Monday, 20 May 2013

Kinky Friedman

Kinky Friedman is an author, humanitarian, tequila baron, gubernatorial candidate, irreverent raconteur, Peace Corps veteran, cigar smoker, animal rescuer, country singer, fellow coffee lover and a man who can count among his friends such luminaries as Bill Clinton, Bob Dylan, Willie Nelson and (slightly unfathomably) George W Bush. 

I'm currently engaged on a project that I've been meaning to undertake for several years, namely to re-read all 19 of Kinky's mystery novels in sequential order. In all but one of these, the star of the tale is a fictionalised version of the Kinkster himself, aided and abetted by the Village Irregulars, characters based on a loose group of his real-life friends and acquaintances. The books are engaging, laugh-out-loud funny and extremely moving. Kinky has the enviable talent of having the reader sniggering on one page, before bringing them up short on the next, with a touching one-sided conversation with his cat or a real-life memory of a loved one who has been 'bugeled to Jesus'.

Some Texan advice from the Kinkster

In 2003 I attended a book reading by the Kinkster in New York, where he was launching 'Kill Two Birds and Get Stoned', the one novel in which his own character is not featured, although the narrator's voice is still very much Kinky's. After the event I was lucky enough to meet the man himself, along with his fictional sidekick, real-life friend and fellow author, Larry 'Ratso' Sloman.

A couple of weeks ago I renewed my acquaintance with The Kinkster, when I caught a great show on his solo UK tour. Kinky effectively abandoned songwriting at the end of the 1970's, but still takes his songs out on the road from time to time and bolstered with readings, wry observations and the occasional wince-inducing joke it makes for a hugely entertaining evening.

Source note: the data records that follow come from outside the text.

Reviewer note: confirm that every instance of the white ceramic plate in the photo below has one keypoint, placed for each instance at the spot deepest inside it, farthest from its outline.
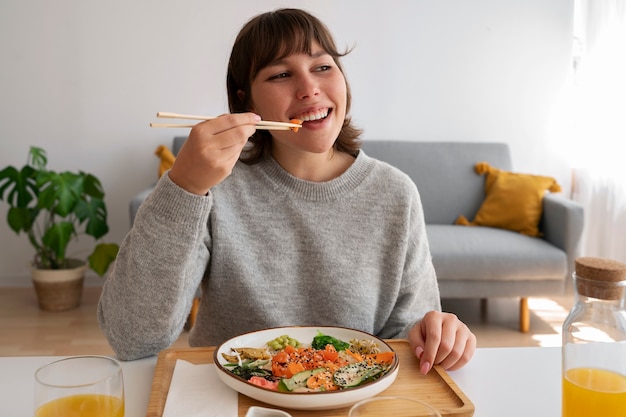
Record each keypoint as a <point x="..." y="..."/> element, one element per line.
<point x="302" y="400"/>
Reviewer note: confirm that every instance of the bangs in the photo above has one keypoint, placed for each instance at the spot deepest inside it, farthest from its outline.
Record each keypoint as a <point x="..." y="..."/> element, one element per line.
<point x="278" y="35"/>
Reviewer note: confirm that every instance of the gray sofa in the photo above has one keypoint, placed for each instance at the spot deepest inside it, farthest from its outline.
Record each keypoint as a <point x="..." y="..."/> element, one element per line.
<point x="478" y="262"/>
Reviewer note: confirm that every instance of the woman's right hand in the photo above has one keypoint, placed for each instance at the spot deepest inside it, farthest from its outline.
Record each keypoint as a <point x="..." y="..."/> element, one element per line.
<point x="209" y="154"/>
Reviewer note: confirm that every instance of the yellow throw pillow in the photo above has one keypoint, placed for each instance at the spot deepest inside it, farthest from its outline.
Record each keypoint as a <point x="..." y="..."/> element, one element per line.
<point x="512" y="201"/>
<point x="167" y="159"/>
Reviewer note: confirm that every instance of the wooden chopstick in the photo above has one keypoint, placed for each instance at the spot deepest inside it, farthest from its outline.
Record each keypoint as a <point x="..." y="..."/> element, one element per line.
<point x="263" y="124"/>
<point x="180" y="125"/>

Leading with the campaign slogan 'Why the Hell Not?', Friedman unsuccessfully ran for the office of Governor of Texas in 2006 and is currently gearing up for another run at the post. Meanwhile 'Kill Two Birds and Get Stoned' is being developed as a potential movie and, excitingly, rumour has it that a new Kinky Friedman mystery novel is on the horizon - the first since he killed his fictional self off in 2005's 'Ten Little New Yorkers'! And me? I'm currently re-reading 1989's 'Frequent Flyer', book 4 out of 19. A long way to go, but enjoying every minute.

8 comments:

John Medd said...

Snap!

The Swede said...

Nice one John! I have to admit that on that day in 2003, I did indeed press a total stranger into taking a shot of me with Ratso and the Kinkster with the ol' instamatic. Kinky throws his arm around my shoulder, chews on his cigar and looks cool, Ratso appears to be wearing a dead man's pyjamas while I look like an overwhelmed dork.

Old Pa's Corner said...

Can we have that picture published please....now!
I am intrigued must get the first book

The Swede said...

The books are highly recommended Old Pa, but the photo most definitely isn't!

Anonymous said...

Kinky and Ratso! That's quite something. I'm not really acquainted with Mr. Friedman's music, which is probably rather shameful and didn't even know he was a novelist. Quite a character.

Anonymous said...

Hope this comment catches your eye.I didn't want to crowd out Old Pa's comments section with further off-topic chat but I did want to respond to your mention of the new Deep Purple album (wouldn't it be good if all us blogger pals had a 'forum' where we could post such things? Just a thought). Back to DP - haven't heard it yet. It's good? I did buy their last new album (which some years ago now) and that was just OK. To be honest, I have problems with Purple sans Blackmore and without Lordy as well just makes it even harder. However, Steve Morse does his thing on the guitar and he's pretty darned good at it. Since RB left I've bought and enjoyed *some* of their newer music but you've got me all intrigued about this one. Tell me more!

The Swede said...

Mark Radcliffe played a track called 'Above & Beyond' and I was stunned. I'm so far out of the contemporary Deep Purple loop that this may be the kind of stuff they've been playing for years - proggy with a (dare I say it) folk tinged delivery from Mr Gillan.

I checked out the rest of the LP (on YouTube) and though that song isn't necessarily representative of the album, at least 2/3 of it sounded very good indeed on first hearing.

Terrible cover though!

Anonymous said...

Oh yes, the cover is awful. I must spend some time listening to the record now. Thanks.